Et pendant l’épidémie, le SNU (service national universel) continue. Frayeur sanitaire, conséquences économiques et sociales non encore pleinement mesurables mais qu’on sait douloureuses : rien n’arrête la marche en avant d’un projet qui paraît chaque jour toujours plus surréaliste.

Et pendant l’épidémie, le SNU (service national universel) continue. Frayeur sanitaire, conséquences économiques et sociales non encore pleinement mesurables mais qu’on sait douloureuses : rien n’arrête la marche en avant d’un projet qui paraît chaque jour toujours plus surréaliste. Comme s’il n’y avait pas d’autres urgences, les services de l’Education nationale n’en continuent pas moins de recevoir les inscriptions des volontaires (s’il s’en trouve), prolongeant la date d’inscription du 5 avril au 5 juin. Seule concession à l’air du temps : les modalités d’exécution sont modifiées, la période dite « de cohésion » (les 15 jours d’internement) étant reportée à une date ultérieure et la mission dite d’intérêt général avancée « dès la fin de l’année scolaire, en juillet, si les conditions sanitaires le permettent ».  Comme tout est bon pour vendre la marchandise, il est précisé que cette modification du calendrier doit « permettre à chaque jeune de s’engager au service de la collectivité, notamment en vue de la sortie de crise ». Autrement dit, si le déconfinement pouvait être illustré par quelques images de volontaires du SNU en uniforme auprès des pensionnaires des maisons de retraite ou au sein des « colonies éducatives » annoncées par Blanquer, cela serait du meilleur effet pour renforcer l’image du dispositif… sans ponctionner les finances publiques, ce travail n’étant pas rémunéré.

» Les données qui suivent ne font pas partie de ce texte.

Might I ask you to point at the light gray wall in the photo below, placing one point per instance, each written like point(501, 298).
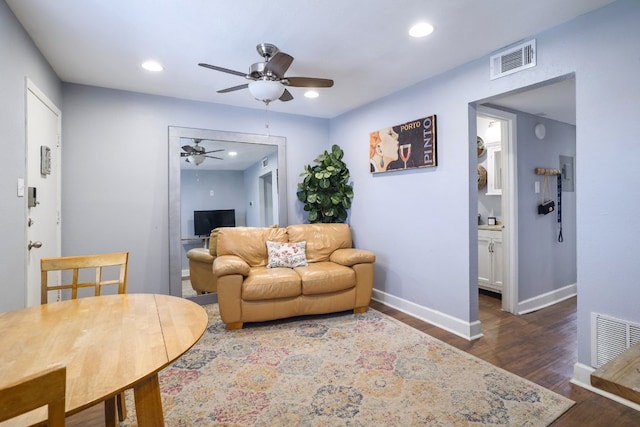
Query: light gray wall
point(252, 189)
point(19, 59)
point(545, 264)
point(422, 224)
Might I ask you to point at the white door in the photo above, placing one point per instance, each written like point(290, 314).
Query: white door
point(43, 218)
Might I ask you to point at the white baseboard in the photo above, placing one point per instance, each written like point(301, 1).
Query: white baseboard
point(546, 300)
point(466, 330)
point(582, 378)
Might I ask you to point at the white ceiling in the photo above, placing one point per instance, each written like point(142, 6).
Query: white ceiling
point(361, 44)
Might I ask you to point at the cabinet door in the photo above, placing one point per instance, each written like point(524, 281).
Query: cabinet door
point(496, 261)
point(484, 261)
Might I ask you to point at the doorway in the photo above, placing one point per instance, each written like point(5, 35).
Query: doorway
point(266, 199)
point(532, 252)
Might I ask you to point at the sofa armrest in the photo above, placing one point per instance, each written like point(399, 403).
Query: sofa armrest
point(200, 255)
point(352, 256)
point(226, 265)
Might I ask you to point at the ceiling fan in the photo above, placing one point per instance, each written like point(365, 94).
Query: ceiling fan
point(268, 81)
point(196, 154)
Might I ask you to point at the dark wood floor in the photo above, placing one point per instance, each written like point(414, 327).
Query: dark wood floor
point(539, 346)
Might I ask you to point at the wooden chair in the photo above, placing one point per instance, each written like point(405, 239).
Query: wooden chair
point(75, 264)
point(46, 388)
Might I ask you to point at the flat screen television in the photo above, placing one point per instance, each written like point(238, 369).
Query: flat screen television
point(205, 221)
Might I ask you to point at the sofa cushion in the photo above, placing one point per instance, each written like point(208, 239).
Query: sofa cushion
point(270, 283)
point(249, 243)
point(286, 255)
point(325, 277)
point(213, 242)
point(322, 239)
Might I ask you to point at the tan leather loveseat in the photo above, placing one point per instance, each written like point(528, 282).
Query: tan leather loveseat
point(337, 276)
point(201, 267)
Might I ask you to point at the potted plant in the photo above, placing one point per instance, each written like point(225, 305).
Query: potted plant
point(324, 189)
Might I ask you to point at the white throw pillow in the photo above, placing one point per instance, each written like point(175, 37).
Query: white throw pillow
point(286, 254)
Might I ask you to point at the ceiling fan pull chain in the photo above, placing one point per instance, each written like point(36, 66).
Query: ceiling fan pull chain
point(266, 125)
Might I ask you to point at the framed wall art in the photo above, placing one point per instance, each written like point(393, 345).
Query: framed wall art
point(406, 146)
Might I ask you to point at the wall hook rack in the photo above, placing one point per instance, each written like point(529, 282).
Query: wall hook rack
point(547, 172)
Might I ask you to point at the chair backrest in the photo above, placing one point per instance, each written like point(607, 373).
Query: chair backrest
point(77, 263)
point(46, 388)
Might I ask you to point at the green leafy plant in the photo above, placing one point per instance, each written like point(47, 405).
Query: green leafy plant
point(324, 189)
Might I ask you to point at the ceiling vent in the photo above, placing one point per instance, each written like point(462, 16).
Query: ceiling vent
point(512, 60)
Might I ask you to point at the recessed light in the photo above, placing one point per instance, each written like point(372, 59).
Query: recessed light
point(421, 29)
point(152, 66)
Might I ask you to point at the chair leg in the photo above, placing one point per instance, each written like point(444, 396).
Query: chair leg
point(121, 406)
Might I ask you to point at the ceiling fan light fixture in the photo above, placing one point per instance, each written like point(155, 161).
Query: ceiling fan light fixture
point(266, 90)
point(196, 159)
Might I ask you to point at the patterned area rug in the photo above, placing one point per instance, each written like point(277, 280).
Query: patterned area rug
point(342, 370)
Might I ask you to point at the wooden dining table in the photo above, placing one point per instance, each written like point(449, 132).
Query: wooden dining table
point(108, 343)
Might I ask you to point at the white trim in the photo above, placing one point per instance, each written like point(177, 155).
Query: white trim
point(545, 300)
point(582, 378)
point(469, 331)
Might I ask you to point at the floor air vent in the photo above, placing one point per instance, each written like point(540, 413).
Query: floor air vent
point(512, 60)
point(610, 337)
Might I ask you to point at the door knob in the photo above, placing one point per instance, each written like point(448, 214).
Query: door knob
point(35, 244)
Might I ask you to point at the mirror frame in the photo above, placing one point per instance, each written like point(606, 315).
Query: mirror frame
point(175, 232)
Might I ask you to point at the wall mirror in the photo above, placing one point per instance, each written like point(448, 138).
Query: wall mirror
point(240, 172)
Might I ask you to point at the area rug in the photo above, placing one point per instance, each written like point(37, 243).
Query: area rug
point(342, 370)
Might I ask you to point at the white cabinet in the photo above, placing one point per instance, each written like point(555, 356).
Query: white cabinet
point(494, 168)
point(490, 260)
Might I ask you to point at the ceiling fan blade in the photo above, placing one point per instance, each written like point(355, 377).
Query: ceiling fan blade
point(286, 96)
point(234, 88)
point(309, 82)
point(224, 70)
point(279, 64)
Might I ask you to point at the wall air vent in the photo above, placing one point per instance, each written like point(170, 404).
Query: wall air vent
point(610, 337)
point(513, 59)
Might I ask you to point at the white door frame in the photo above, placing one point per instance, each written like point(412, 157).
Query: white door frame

Dans cette période inédite de l’histoire, la non remise en cause du SNU n’apparaît pas comme une surprise, confirmant plutôt que, quoiqu’il puisse se passer par ailleurs, une large partie de l’opinion publique reste attachée de façon irrationnelle à une forme d’obligation collective pourtant bien incapable de répondre à une nécessité sociale ou de quelque autre nature. L’engagement ? Mais aujourd’hui, des initiatives spontanées, de groupe ou individuelles, ont fleuri un peu partout, témoignant d’une forme de solidarité qui n’a besoin pour s’exprimer ni d’uniformes ni de Marseillaise ni de garde-à-vous le matin devant le drapeau. Un engagement volontaire qui met en lumière le décalage entre le monde réel et tout un attirail patriotique, militaire et folklorique dans lequel le SNU prétend enfermer la citoyenneté.

Alors que des services publics comme la santé et l’éducation souffrent de restrictions budgétaires dont on mesure aujourd’hui les conséquences (quoique cette prise de conscience reste à confirmer…), il ne se trouve personne, ou pas grand monde, pour dénoncer l’aberration des 2 ou 3 milliards d’euros prévus chaque année pour le financement d’un dispositif que rien ne justifie.  Comme rien ne justifie non plus cette cécité politique d’un pays qui, jusqu’à ce jour, s’imagine en sécurité parce qu’il aura consacré chaque année 2 % de son PIB au budget militaire. Des missiles avant les lits d’hôpitaux.

Illustration supplémentaire, jusqu’à la caricature, du non-sens d’une action politique plombée par la peur d’un ennemi imaginaire, la contamination des marins du Charles-de-Gaulle est pourtant de nature à briser certaines certitudes : un porte-avions, conçu il y a plus de 40 ans, dans un contexte de guerre froide, voulu pour flatter la gloriole nationale et satisfaire les industriels de l’armement, est aujourd’hui en rade pour une durée indéterminée (décontamination oblige), en dépit d’un financement public qui dépasse l’imagination et les limites de l’indécence (il y a juste un an, le Charles-de-Gaulle sortait d’une période de maintenance qui aura coûté 1, 3 milliard d’euros au budget de l’état…). Des limites sans doute extensibles puisque la construction d’un second porte-avions est déjà à l’étude « pour un coût estimé de 5 milliards d’euros au bas mot », auquel il faut ajouter 200 millions d’euros par an en frais de fonctionnement.

Sur ce même sujet, un rapport d’ICAN montre que la France a dépensé environ 4,5 milliards d’euros pour des armes nucléaires en 2019. Soit l’équivalent de 100 000 lits de soins intensifs, de 10 000 ventilateurs, des salaires de 20 000 infirmières et de 10 000 médecins. Des chiffres bien connus, nullement confidentiels, mais qui viennent se fracasser sur l’indifférence et même, plus souvent, sur l’assentiment d’opinions publiques peu disposées à remettre en question une vision militaire de la sécurité.

Une remise en question qui, en dépit des incertitudes inhérentes à un contexte nouveau, ne semble toujours pas concerner le SNU.